How has your education/background in geography prepared you for this position? Most of my education was in Atmospheric Sciences, so I had a lot of prep work to teach geography courses. I found my niche and passion in meteorology and climatology and have been studying them since.
What geographic skills and information do you use most often in your work? What general skills and information do you use most often?
I like to show satellite images in my classes and the latest climatic data, such as from NASA. So using remote sensing, weather maps and oceanic conditions (being on the coast), I use statistics and recent environmental data in my classes and research. Mostly, I’m looking at ENSO-Pacific Ocean Indices, weather maps and satellites and climate data to follow climate change. We also have field instruments so my classes can measure surface weather data in different land uses in urban settings.
Are there any skills or information you need for your work that you did not obtain through your academic training? If so, how/where did you obtain them?
I was fortunate to have summer employment at the Jet Propulsion Laboratory, NASA. There I collaborated with oceanography scientists and student interns on several climate-related projects. My boss there was a wonderful science communicator, so I learned a lot from him that carried into classrooms and media interviews.
Do you participate in hiring, screening, or training of new employees? If so, what qualities and/or skills do you look for?
I was just on two search committees for new hires. We looked for someone who would be a good instructor with our students, many of whom had English as a second language and were working while in school. We also looked for good mentors for these students, who could relate and encourage high achievement. Scholarships were also important where they could lead student research
What advice would you give to someone interested in a job like yours?
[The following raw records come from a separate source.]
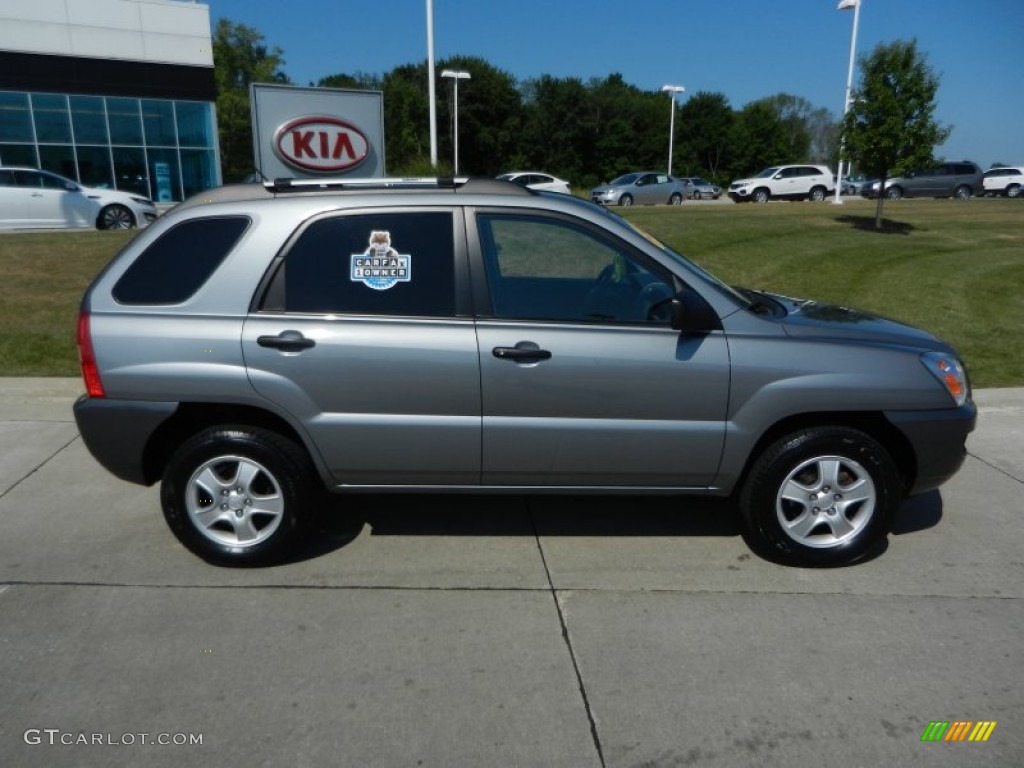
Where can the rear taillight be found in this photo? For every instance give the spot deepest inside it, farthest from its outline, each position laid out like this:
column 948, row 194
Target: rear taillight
column 87, row 358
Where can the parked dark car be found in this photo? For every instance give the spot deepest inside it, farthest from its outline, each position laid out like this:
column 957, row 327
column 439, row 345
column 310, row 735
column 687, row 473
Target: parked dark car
column 960, row 180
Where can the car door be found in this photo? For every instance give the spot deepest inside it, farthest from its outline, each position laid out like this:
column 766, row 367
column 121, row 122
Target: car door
column 13, row 201
column 584, row 382
column 359, row 337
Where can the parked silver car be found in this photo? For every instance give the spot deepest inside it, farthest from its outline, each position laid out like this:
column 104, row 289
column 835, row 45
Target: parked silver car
column 261, row 344
column 644, row 187
column 31, row 198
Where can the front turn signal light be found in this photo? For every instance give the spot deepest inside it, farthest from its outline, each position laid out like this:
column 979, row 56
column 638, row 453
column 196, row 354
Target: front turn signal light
column 949, row 371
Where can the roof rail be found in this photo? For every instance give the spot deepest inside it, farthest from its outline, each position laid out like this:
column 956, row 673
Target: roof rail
column 340, row 183
column 307, row 184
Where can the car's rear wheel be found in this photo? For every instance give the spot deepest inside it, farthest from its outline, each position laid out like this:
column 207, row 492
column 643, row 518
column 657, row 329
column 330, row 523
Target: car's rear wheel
column 116, row 217
column 822, row 496
column 232, row 495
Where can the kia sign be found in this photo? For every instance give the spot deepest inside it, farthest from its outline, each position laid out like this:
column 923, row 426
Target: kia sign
column 312, row 132
column 321, row 144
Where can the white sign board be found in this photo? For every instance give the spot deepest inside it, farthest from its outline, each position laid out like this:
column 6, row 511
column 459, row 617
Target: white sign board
column 311, row 132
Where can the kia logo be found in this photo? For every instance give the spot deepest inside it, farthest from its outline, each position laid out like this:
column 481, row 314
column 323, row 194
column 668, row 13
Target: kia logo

You need to have a passion for your work and for helping students. That makes the hard work actually fun and something you look forward to doing. We have special students that work hard and often reach their goals. You need to be a good mentor and inspiration to your students. Your enthusiasm for your subjects will rub off.
What is the occupational outlook for career opportunities in your field/organization, esp. for geographers?
Our graduates have been fairly successful in finding employment in geography and related environmental fields. Having skills in computer programming, GIS and remote sensing training or certificates, statistics and the sciences are all helpful. Internships or summer help in companies or government agencies can often lead to more permanent employment.